Ask everyone in the room to raise their hands if they hate Republicans.

If anyone of those people you working with actually raises their hands, well then there is a good chance that what they are supposed to be producing for the day will end up in failure - especially if they are one of your senior staff.

In Sun Tzu's Art of War an important takeaway is the following quote:

No leader should put troops into the field to gratify his own spleen; no leader should fight a battle simply out of pique.

Anger and hatred tends to lead to poor decision making, wasted energy, a loss of your command of the mission and when trying to present a thoughtful argument, your best points tend to be overtaken by emotion.

In the months leading up to the six recent state senate recall elections in Wisconsin, I noticed that a number of political organizations who were engaging on the battlefield were not only presenting their argument from a position of Republican hatred, but were then communicating that hatred in such a way that it consumed many of the troops they were trying to motivate. Those organizations raised and spent millions of dollars. Democrats won two of those senate seats (the battle) but lost the opportunity to take control of that legislative body (the war).
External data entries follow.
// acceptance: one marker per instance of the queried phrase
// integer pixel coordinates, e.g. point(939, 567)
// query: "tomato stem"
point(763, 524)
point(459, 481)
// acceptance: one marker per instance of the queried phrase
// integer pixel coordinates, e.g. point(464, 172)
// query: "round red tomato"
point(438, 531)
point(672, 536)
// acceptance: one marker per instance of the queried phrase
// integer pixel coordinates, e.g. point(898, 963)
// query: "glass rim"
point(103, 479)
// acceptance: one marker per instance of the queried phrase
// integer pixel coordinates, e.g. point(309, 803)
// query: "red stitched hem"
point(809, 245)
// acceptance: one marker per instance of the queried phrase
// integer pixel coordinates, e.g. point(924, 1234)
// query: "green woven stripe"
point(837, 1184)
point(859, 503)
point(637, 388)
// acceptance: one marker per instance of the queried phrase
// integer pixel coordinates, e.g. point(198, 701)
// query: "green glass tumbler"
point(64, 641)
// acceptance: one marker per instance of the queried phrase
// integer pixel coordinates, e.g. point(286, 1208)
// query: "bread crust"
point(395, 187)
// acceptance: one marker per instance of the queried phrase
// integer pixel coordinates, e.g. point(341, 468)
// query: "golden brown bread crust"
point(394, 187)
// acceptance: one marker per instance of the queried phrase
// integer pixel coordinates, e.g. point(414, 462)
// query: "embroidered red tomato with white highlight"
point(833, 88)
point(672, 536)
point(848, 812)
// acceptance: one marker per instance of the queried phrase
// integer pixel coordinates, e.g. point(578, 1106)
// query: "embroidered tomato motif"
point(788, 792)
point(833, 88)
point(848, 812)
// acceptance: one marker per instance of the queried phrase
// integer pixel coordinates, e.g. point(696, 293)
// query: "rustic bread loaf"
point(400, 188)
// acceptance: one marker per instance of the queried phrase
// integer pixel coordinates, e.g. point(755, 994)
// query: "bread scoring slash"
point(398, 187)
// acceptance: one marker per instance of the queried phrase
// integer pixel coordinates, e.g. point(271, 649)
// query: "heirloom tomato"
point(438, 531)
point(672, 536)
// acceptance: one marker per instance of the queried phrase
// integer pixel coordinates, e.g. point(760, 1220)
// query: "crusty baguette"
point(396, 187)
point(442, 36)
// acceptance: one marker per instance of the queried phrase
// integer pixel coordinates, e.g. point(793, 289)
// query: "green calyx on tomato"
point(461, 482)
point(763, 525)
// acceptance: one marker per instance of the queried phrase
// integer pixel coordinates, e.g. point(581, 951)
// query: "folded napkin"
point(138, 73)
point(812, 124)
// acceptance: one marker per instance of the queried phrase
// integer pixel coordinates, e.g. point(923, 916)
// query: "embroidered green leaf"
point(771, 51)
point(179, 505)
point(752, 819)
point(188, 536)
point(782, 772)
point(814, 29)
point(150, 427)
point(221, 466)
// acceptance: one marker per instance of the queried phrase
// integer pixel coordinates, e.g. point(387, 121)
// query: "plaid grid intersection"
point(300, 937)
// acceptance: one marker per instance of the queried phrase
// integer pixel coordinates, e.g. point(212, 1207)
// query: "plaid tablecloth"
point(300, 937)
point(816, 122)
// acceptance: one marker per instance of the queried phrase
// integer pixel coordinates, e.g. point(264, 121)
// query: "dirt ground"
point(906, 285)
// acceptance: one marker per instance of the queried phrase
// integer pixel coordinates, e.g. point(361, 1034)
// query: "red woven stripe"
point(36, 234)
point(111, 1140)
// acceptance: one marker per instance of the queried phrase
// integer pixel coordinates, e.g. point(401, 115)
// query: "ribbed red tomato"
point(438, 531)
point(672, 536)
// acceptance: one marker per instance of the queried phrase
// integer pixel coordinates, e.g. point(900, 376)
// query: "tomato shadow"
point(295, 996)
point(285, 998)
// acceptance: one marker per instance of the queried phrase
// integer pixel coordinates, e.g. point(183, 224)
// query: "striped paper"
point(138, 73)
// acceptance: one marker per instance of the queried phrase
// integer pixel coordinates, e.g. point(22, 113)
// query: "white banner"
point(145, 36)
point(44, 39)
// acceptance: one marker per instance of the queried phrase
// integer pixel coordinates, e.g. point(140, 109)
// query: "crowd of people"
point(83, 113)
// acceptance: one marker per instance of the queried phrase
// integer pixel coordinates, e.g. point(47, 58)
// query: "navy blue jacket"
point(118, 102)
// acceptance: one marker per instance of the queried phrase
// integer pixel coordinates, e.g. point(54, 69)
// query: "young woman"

I watched the coverage of election returns on MSNBC and heard a continued hatred toward Republicans presented by a few of the figureheads of those same organizations (even after the votes had already been counted) and in turn, when Ed Schultz went to get reactions from all the dedicated activists in the crowd, 90% of their comments seemed to focus on hating Republicans.

You need only look to the recent rise and quick fall of the Tea Party. Yes, I said "fall." More and more voters are turned off by the Tea Party and what they represent.   As a result, because of their close ties to congressional Republicans, the GOP has never seen higher disapproval ratings in their history.

Certainly Democrats must present our ideas, but just as equally we must use the power of the GOP candidates own words and policies in order to win back control of Congress and many state legislature (as well as maintain the Presidency to some extent). It's called political jiu jitsu. Basically, hit them with the truth of what they believe. Nothing could make this argument more clearly than today's "truthiness" from Mitt Romney about corporations being people, my friend.

So as Democratic candidates, staff, stakeholder organizations and consultants take aim at 2012, the lesson is this: Stay focused on what matters to people, not what angers them.

If we do that, Democrats win because at the end of the day, we represent the interests of the masses and the truth will build a longer lasting movement than any flash-in-the-pan hot point.